Oplog.rs consume a lot of cpu

liu_honbo · June 1, 2021, 12:51pm

1 primary + 2 secondary + 1 arbiter; the secondary node sometimes needs to go to the primary to read the oplog long ago. When it reads the data, the main node host cpu is 100%, and the database cannot provide services at all. I want to know under what circumstances will trigger this situation and how can I avoid it from happening.

At present, the size of my oplog is 52g (storagesize). Is it too large?

My version is 4.0.8

MaBeuLux88_xxx · June 1, 2021, 1:39pm

Hi @liu_honbo and welcome in the MongoDB Community !

The first question is why do you have a secondary nodes that is lagging so far behind that it needs to catch up a big part of the oplog?

That isn’t healthy because it means that this secondary node isn’t available for an election in case something happens to your primary and you need to elect a new primary which means that your replica set isn’t really Highly Available.

A 52GB Oplog isn’t very shocking. It all depends on how much write operations you are supporting. Ideally your oplog window should cover at least a few days so you can sleep on your 2 ears during a weekend for example .

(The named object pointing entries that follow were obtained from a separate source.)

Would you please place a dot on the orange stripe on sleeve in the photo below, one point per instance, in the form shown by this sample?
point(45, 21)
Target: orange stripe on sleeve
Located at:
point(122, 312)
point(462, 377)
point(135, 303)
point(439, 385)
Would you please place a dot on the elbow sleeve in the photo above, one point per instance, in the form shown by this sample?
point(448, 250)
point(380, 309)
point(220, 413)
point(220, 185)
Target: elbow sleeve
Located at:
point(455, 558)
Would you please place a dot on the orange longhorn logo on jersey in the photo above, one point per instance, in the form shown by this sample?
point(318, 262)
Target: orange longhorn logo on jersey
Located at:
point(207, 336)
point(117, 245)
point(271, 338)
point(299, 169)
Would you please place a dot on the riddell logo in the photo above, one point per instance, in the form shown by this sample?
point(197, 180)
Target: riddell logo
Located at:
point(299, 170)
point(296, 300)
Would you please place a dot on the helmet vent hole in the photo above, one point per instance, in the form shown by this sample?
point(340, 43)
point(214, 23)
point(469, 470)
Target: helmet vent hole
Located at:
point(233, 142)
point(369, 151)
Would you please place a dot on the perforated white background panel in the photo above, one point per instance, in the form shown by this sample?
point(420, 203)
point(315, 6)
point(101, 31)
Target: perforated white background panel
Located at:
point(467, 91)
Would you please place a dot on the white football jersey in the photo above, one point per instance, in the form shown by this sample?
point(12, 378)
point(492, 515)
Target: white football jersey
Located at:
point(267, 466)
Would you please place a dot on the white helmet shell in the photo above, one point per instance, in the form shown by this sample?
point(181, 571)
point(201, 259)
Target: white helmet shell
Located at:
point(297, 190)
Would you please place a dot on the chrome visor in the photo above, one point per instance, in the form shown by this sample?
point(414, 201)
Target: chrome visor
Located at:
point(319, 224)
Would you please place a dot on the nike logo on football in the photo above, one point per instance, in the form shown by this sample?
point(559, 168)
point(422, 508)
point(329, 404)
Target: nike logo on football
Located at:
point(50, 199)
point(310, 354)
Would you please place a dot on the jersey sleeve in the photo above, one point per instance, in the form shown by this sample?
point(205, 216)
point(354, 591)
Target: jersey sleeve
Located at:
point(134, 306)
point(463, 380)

If you have the hardware to support a 52GB oplog, you probably have a big cluster. Can you share some numbers maybe like RAM, nb CPUs, type of drives, rs.printReplicationInfo(), database sizes and total size of your indexes, average nb of read/writes operations per secs and how much data is inserted each day?

I guess this could help to start to understand what is happening. But the first problem is why your secondary node isn’t already in sync to begin with.

Cheers
Maxime.

liu_honbo · June 1, 2021, 2:27pm

yes，my secondary nodes get logs a few months ago.

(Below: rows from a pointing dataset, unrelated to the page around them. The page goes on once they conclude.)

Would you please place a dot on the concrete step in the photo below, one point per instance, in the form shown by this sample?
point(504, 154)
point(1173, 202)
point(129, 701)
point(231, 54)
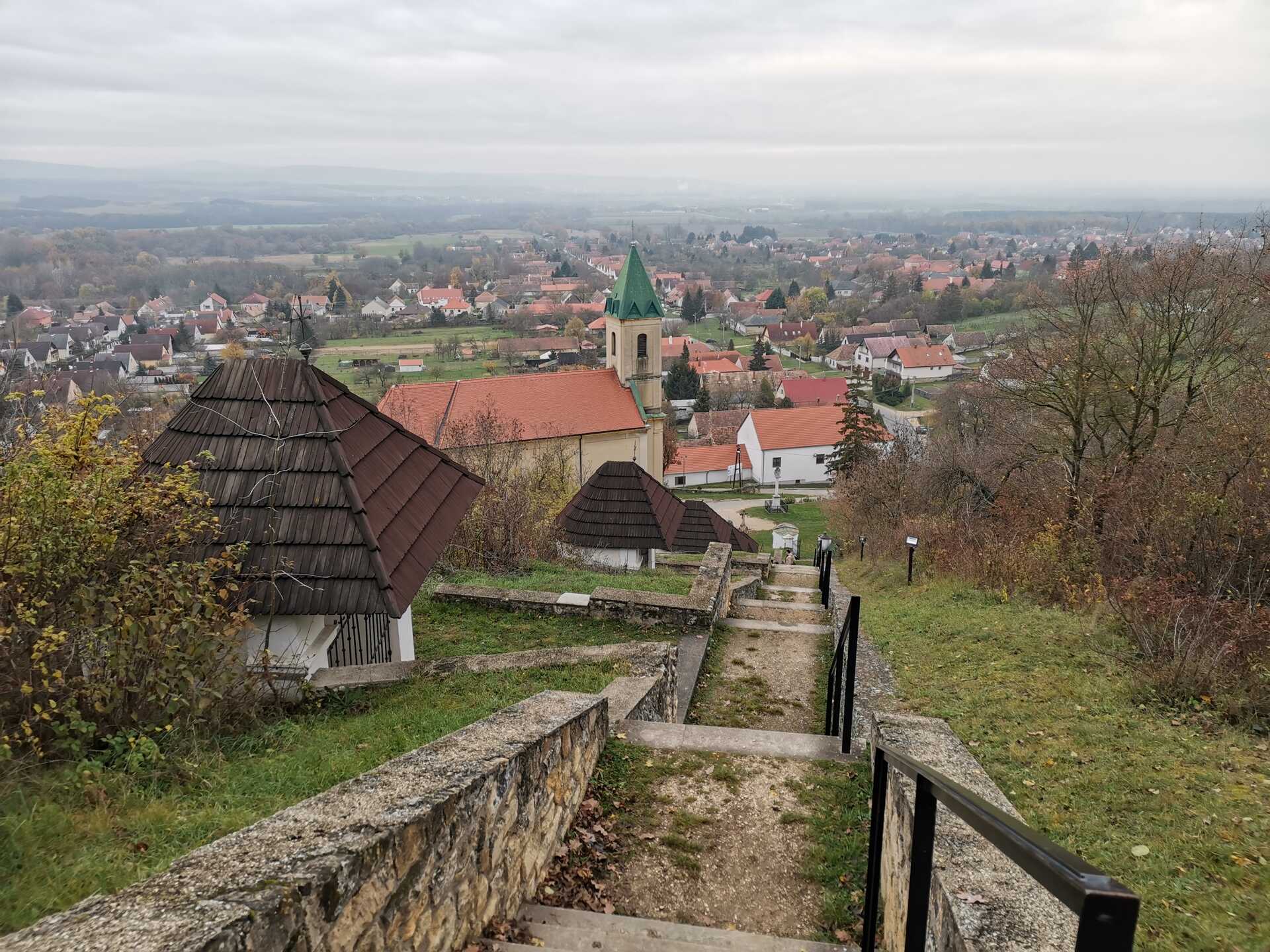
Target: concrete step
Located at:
point(732, 740)
point(579, 931)
point(793, 607)
point(808, 571)
point(780, 627)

When the problem occurs, the system‘cpu is exhausted and the user’cpu is very low

How can I avoid this problem？

physical cpu：4，cors：10，logic cpu ：80 ，Inte® Xeon® CPU E7-4820 v3 @1.90GHZ
MEM：252G

repinfo ![dbsize|205x106]

MaBeuLux88_xxx · June 1, 2021, 2:30pm

Was your secondary node down for a few months? Is this the reason why it’s lagging behind the primary. If it needs to catch up 2 months of write operations, it’s kinda normal that it is struggling a bit…

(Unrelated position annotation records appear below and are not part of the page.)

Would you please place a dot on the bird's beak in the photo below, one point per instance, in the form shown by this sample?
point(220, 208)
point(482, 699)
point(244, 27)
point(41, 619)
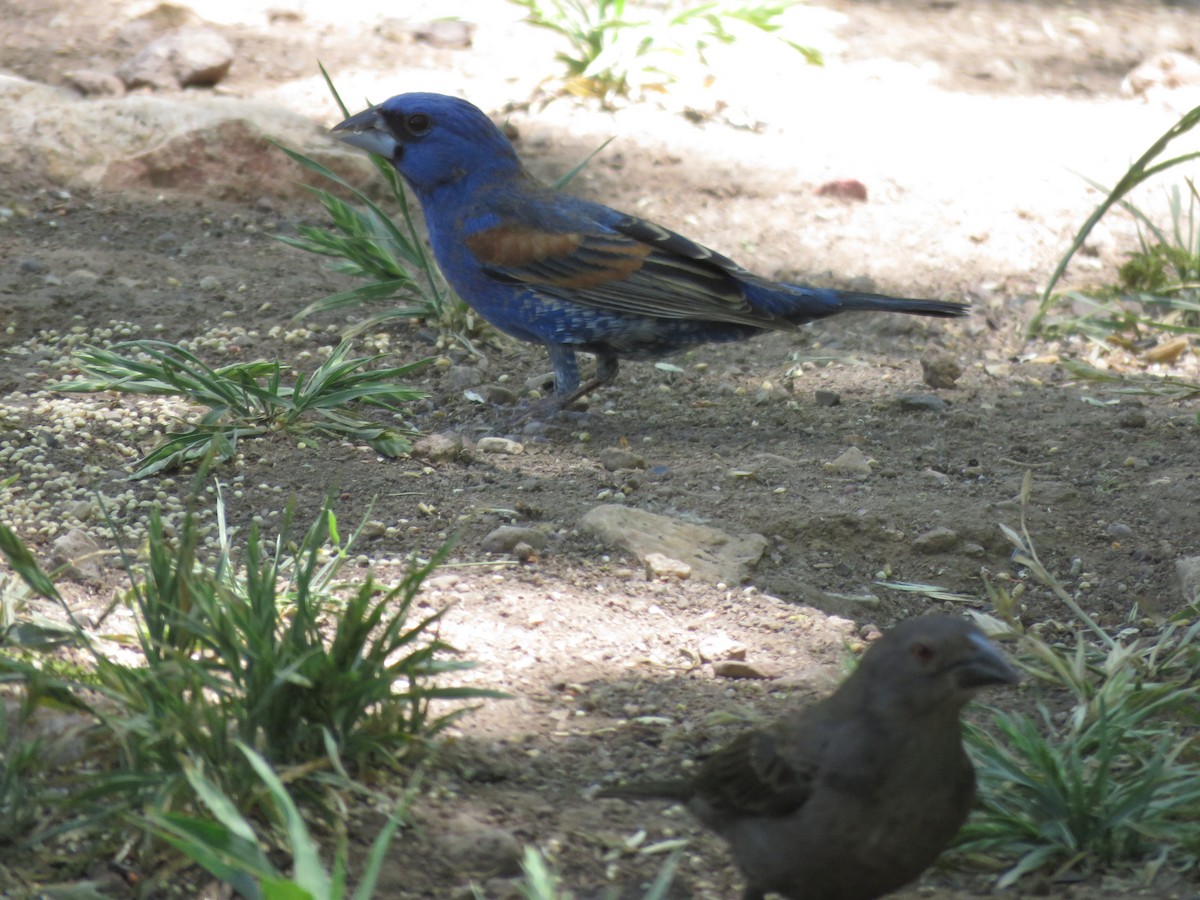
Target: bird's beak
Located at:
point(984, 665)
point(367, 131)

liu_honbo · June 1, 2021, 2:38pm

dbsize

liu_honbo · June 1, 2021, 2:40pm

the timestamp 1612189292 is 2021-02-01T14:21:322

liu_honbo · June 1, 2021, 2:46pm

liu_honbo · June 1, 2021, 2:54pm

Can I block the automatic reading of a large number of oplog logs when the secondary node fails?
Or can I specify to synchronize the failed node with another secondary node?

MaBeuLux88_xxx · June 1, 2021, 10:12pm

Hey,

Looks like you have 252GB RAM for 11.5+10.5 = 22GB of data which is completely overkill so it should work without any problem in theory.

Your oplog is “oversized”. You have 18376h of history in it which is more than 2 years! That’s VERY confortable. Usually a few days is more than enough to allow you to resync a server that had an issue for a few hours.

There is a procedure to resize the oplog but to be honest, I wouldn’t bother. It’s just more confortable and you clearly have room so it shouldn’t be an issue.

You mentioned that you have 3 servers (PSS). Are the 3 servers identical?

If one of your server is completely out of sync, I would reset completely this server and restart it from a backup at this point. It’s probably easier because the sync would just have to sync the difference between the primary and the backup so hopefully that shouldn’t take more than a few minutes / seconds (if your backup is recent, and it should be).

It’s weird that your oplog is that big. By default, it’s supposed to be 5% of free disk space… So I guess you have a very large disk or a specific value in your config file.

From this log, I guess your cluster was failing since February 1st at least and it’s trying to catch up all the write operations that happened since then.

So the question is: what is the fastest way to recover our secondary? Let it replay 4 months worth of write operation or reset everything and restart from a backup that will just need to replay a few hours worth of write operations (present - backup time)?

From what I see, it’s completely normal to have these operations logged in the logs. That’s because operations slower than 100ms are logged by default but it’s expected for this kind of operation with an oplog this large. It’s not an issue as this will stop once our 3 nodes are in sync.

Also, it’s apparently syncing from your other secondary (see readPreference) so your primary shouldn’t be impacted at all and your client workload should be fine I guess.

Cheers,
Maxime.

liu_honbo · June 2, 2021, 1:47am

The rectification of the cluster resource configuration is completely consistent
All businesses run on the primary node
The priority of the primary node is 100, and the priority of the secondary node is 50 and 30 respectively.
No abnormality occurred in the cpu of all secondary nodes